Filming with animals is no picnic in the park – although very rewarding. With the newly passed Performing Animals Protection Amendment Act 4 of 2016 (PAPA), things are set to become more challenging for filmmakers, animal owners and handlers. The use of animals as onscreen performers presents a range of technical, legal, choreographic, medical, and strategic difficulties. Special medical insurance may be required for animals just as for human performers. Because animals are relatively incompetent linguistically, choreography and cinematic trickery must take the place of direction. Having said that, the Act is great news for animals as more stringent laws mean more protection for our furry friends on set.

In the film-within-a-film in Truffaut’sDay for Night(1973), for example, there is a scenic reference to the director’s earlier The Soft Skin (1964)—itself a play upon Jean Vigo’sL’Atalante (1934) — that uses a kitten to demonstrate this difficulty. The scene calls for a pair of lovers to wake up one morning, open the door of their motel room, and find a kitten begging for a bottle of milk that has been left on their stoop; when they pour a little into a saucer, she drinks. But the feline actor has other things in mind and keeps heading offscreen; in the close shot that focuses upon her as she sniffs at the saucer of milk, the hand of the assistant director is visible, pushing the animal back into the frame. Many takes are needed before everyone is happy: while in “real life” nothing would seem to be simpler or more natural, in filmmaking this moment is a supremely difficult technical achievement.

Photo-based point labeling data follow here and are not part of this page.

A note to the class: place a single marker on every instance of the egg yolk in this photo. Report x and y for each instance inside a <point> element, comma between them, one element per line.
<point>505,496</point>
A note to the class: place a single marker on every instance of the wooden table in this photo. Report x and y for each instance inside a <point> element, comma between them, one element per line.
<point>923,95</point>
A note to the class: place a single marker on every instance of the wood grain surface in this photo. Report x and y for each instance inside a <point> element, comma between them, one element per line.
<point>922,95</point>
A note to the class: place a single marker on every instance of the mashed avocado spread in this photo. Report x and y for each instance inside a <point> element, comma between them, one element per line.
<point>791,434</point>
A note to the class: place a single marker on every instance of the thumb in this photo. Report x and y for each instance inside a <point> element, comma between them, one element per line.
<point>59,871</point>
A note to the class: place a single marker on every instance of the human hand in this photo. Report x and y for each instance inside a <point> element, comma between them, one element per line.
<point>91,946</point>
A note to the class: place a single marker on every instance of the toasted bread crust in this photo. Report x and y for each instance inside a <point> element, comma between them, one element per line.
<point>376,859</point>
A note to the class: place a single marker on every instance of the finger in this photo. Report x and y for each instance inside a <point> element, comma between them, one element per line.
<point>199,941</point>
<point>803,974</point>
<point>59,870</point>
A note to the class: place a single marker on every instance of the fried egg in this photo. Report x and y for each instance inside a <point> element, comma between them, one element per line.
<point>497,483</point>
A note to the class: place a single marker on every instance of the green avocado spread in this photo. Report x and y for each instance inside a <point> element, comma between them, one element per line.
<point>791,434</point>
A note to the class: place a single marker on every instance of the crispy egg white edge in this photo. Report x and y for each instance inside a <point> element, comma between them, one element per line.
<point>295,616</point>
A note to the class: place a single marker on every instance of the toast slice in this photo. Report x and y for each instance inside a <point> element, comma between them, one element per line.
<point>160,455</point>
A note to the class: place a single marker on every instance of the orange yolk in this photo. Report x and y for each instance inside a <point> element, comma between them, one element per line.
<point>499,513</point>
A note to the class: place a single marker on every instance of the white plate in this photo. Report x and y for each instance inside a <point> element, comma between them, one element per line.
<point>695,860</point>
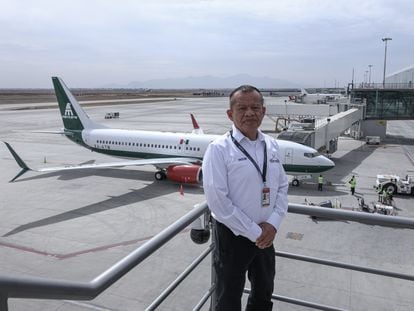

Filming with animals is demanding in the extreme, and often arcane. Duplicate or even triplicate performers must frequently be on hand; in Seabiscuit (2003), ten bay horses played the lead role. Animals must be rested between takes, because they tire under the intense heat of the lights and are likely to react adversely to prop noise. Sometimes animals are very close to props themselves: from a design point of view, their natural coloration forms part of the aesthetic challenge of a shot.

While screen action involving animal performances is constructed to look believable and is often intended to represent excitement and danger, care must be taken to ensure the safety, nourishment, and protection of animals working in the film industry. Sets and animal costumes must be safe for animal contact; animal action must be meticulously planned to keep within the bounds of what training can effect and to protect animals from harm.

Many techniques of scene simulation are used, including blue or green screen background projection, mechanically operated simulated animals or animal parts or “animaltronics.” In Dr. Doolittle 2 (2001), for instance, a suicidal tiger paces on a window ledge and is “talked down” by the animal psychiatrist (Eddie Murphy). The tiger was filmed pacing against a green screen, and this image was then combined optically with a shot taken at a designed window ledge. Using computerized two-dimensional imaging techniques, frames showing an animal moving its mouth naturally can be individually coordinated with a prerecorded sound track to give the impression, in close-up, that the animal is mouthing words.

The tricks that trainers, cinematographers, directors, and handlers use in order to produce realistic but bizarre animal performances onscreen are uncountable.